Sans aucun doute, la composition du prolétariat ukrainien changera avec le
développement industriel de l'Ukraine, avec l'afflux de travailleurs ukrainiens dans
l'industrie depuis les campagnes environnantes.
Il ne fait aucun doute que la composition du prolétariat ukrainien deviendra
ukrainienne, tout comme la composition du prolétariat en Lettonie et en Hongrie, par
exemple, qui avait autrefois un caractère allemand, a ensuite commencé à devenir
letton et majar (hongrois). Mais c'est un processus long, spontané et naturel.
Essayer de remplacer ce processus spontané par une ukrainisation forcée du
prolétariat par le haut, c'est poursuivre une politique utopique et nuisible qui peut
susciter un chauvinisme anti-ukrainien parmi la partie non-ukrainienne du prolétariat
en Ukraine.
Il me semble que le com. Shuisky comprend mal l'ukrainisation et ne tient pas
compte de ce dernier danger.
Deuxièmement, le camarade Shuisky souligne à juste titre le caractère positif du
nouveau mouvement en Ukraine pour la culture et la société ukrainiennes.
Cependant, Shuisky ne voit pas les côtés obscurs de ce mouvement.

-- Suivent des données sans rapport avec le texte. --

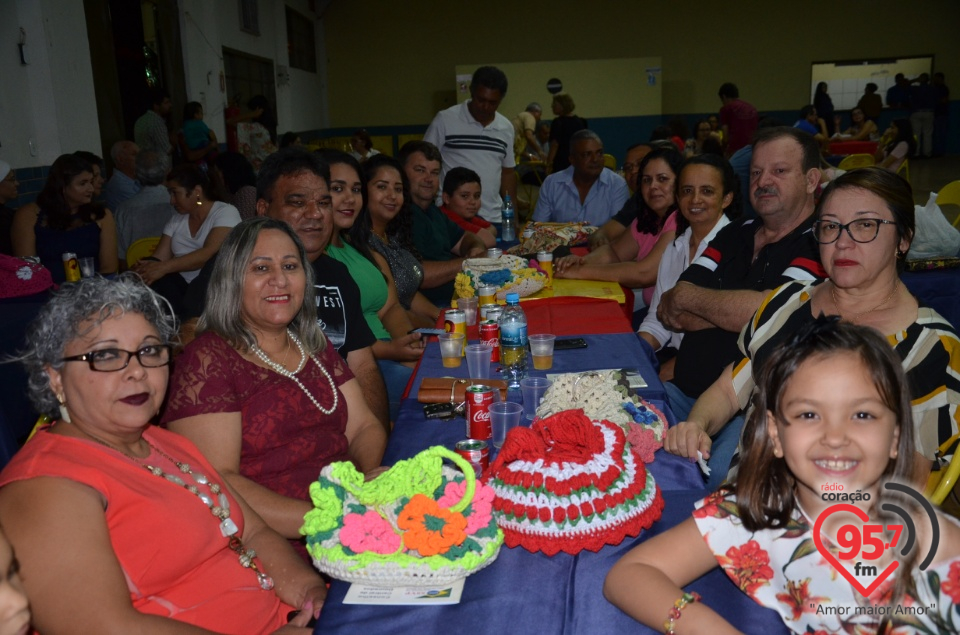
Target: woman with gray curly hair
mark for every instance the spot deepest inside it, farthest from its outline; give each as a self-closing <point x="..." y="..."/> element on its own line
<point x="261" y="391"/>
<point x="164" y="538"/>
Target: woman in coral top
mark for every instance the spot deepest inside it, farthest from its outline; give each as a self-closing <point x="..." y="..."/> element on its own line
<point x="120" y="526"/>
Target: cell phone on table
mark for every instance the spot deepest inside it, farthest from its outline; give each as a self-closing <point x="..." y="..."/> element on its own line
<point x="568" y="343"/>
<point x="426" y="331"/>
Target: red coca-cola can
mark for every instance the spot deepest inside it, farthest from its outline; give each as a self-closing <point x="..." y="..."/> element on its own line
<point x="490" y="334"/>
<point x="476" y="453"/>
<point x="479" y="398"/>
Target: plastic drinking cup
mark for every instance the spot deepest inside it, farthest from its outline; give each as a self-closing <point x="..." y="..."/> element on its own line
<point x="469" y="307"/>
<point x="504" y="416"/>
<point x="532" y="389"/>
<point x="541" y="346"/>
<point x="87" y="269"/>
<point x="478" y="360"/>
<point x="451" y="349"/>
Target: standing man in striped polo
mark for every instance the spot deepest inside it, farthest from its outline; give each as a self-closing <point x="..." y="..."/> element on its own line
<point x="474" y="135"/>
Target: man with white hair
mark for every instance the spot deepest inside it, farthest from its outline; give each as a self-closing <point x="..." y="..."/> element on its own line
<point x="584" y="191"/>
<point x="122" y="184"/>
<point x="145" y="213"/>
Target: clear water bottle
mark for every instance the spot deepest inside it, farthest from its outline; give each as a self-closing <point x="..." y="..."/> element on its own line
<point x="509" y="217"/>
<point x="513" y="342"/>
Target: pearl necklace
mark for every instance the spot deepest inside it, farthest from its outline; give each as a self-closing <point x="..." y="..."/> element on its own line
<point x="853" y="320"/>
<point x="220" y="507"/>
<point x="281" y="370"/>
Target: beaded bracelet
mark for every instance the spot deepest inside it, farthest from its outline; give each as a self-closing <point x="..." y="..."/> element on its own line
<point x="678" y="606"/>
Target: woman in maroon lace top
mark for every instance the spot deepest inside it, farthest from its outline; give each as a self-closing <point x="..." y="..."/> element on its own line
<point x="261" y="391"/>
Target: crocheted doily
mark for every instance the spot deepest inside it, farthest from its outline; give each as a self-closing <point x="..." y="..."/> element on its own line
<point x="568" y="483"/>
<point x="602" y="396"/>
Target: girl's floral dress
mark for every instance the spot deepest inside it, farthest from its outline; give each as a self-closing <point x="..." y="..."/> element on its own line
<point x="781" y="569"/>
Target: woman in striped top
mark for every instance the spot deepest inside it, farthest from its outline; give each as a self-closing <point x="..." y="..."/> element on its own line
<point x="865" y="222"/>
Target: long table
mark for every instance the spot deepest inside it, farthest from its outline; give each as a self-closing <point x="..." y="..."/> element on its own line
<point x="531" y="592"/>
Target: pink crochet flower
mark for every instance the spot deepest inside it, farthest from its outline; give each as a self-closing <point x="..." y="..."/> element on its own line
<point x="481" y="507"/>
<point x="368" y="532"/>
<point x="643" y="442"/>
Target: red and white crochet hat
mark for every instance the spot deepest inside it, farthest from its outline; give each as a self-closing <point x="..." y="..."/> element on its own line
<point x="568" y="483"/>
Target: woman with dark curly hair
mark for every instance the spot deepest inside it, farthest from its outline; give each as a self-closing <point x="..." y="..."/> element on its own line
<point x="633" y="258"/>
<point x="355" y="202"/>
<point x="65" y="219"/>
<point x="389" y="232"/>
<point x="168" y="544"/>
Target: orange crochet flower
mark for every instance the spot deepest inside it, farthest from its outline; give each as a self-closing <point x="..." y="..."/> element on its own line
<point x="430" y="529"/>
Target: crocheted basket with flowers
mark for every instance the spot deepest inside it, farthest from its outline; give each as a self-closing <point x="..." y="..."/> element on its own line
<point x="420" y="523"/>
<point x="568" y="483"/>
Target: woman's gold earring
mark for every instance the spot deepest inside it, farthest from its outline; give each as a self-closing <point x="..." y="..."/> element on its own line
<point x="64" y="414"/>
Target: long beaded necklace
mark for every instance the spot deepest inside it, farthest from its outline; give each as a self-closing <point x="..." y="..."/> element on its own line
<point x="219" y="507"/>
<point x="292" y="375"/>
<point x="853" y="320"/>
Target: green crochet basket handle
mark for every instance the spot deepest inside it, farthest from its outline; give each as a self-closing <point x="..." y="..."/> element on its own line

Le camarade Shuisky ne voit pas que, étant donné la faiblesse des cadres
communistes en Ukraine, ce mouvement, toujours dirigé par l'intelligentsia non
communiste, peut ici et là prendre le caractère (...) d'une lutte contre "Moscou",
contre les Russes, contre la culture russe et sa plus haute contribution - contre le
léninisme.
Je ne dirai pas qu'un tel danger est de plus en plus réel en Ukraine. Je dirai
seulement que même certains communistes ukrainiens ne sont pas exempts de tels
défauts.
Dans un article publié dans la presse ukrainienne, le célèbre communiste
Khvylovy*** exige la "dé-russification immédiate du prolétariat" en Ukraine et la
suppression de "la poésie ukrainienne de la littérature russe, de son style". Sa
déclaration selon laquelle "les idées du prolétariat nous sont connues sans
l'intervention de Moscou", sa passion pour une sorte de rôle messianique de la
"jeune" intelligentsia ukrainienne, sa tentative naïve et non marxiste de détacher la
culture de la politique - tout cela et plus encore semble plus qu'étrange maintenant
dans la bouche d'un communiste ukrainien (il ne peut en être autrement).
Alors que les prolétaires d'Europe occidentale et leurs partis communistes sont
pleins de sympathie pour "Moscou", pour cette citadelle du mouvement
révolutionnaire international et du léninisme, alors que les prolétaires d'Europe
occidentale regardent avec admiration la bannière flottant à Moscou, le communiste
ukrainien Khvylovy n'a plus rien à dire en faveur de "Moscou". Et appelle les
dirigeants ukrainiens à fuir "Moscou" "dès que possible". Et cela s'appelle alors
l'internationalisme !
3. Que peut-on dire des autres intellectuels ukrainiens du camp non communiste
lorsque les communistes commencent à parler ainsi, et non seulement à parler, mais
à écrire dans notre presse soviétique et à adopter la formulation du camarade.
Khvylovy adopte ?
Le camarade Shuisky, quant à lui, ne considère le nouveau mouvement en Ukraine
pour la culture ukrainienne que du point de vue extrême du camarade. Khlovylovy
dans les rangs des communistes. Le camarade ne comprend pas que ce n'est que
dans la lutte contre de tels extrêmes que la culture et le public ukrainiens émergents
peuvent être transformés en faveur d'une culture et d'un public soviétiques.
Staline, 26 avril 1926.
Notes
* L.M. Kaganovich était alors secrétaire général du PC(b)U ; Staline l'a envoyé en
Ukraine pour combattre les excès de l'ukrainisation.
** Alexander Yakovlevich Shuisky (1890-1946) - ancien révolutionnaire social de
gauche, a été chef du Commissariat du peuple à l'éducation en Ukraine en 1924-
1927.
*** Mykola Khvylevoy (de son vrai nom Nikolai Grigorievich Fitilev, 1893 - 1933) -
prosateur, poète et publiciste ukrainien. Le théoricien du national-communisme
ukrainien et l'auteur du slogan "Sortez de Moscou !" (ukr. Sortez de Moscou !).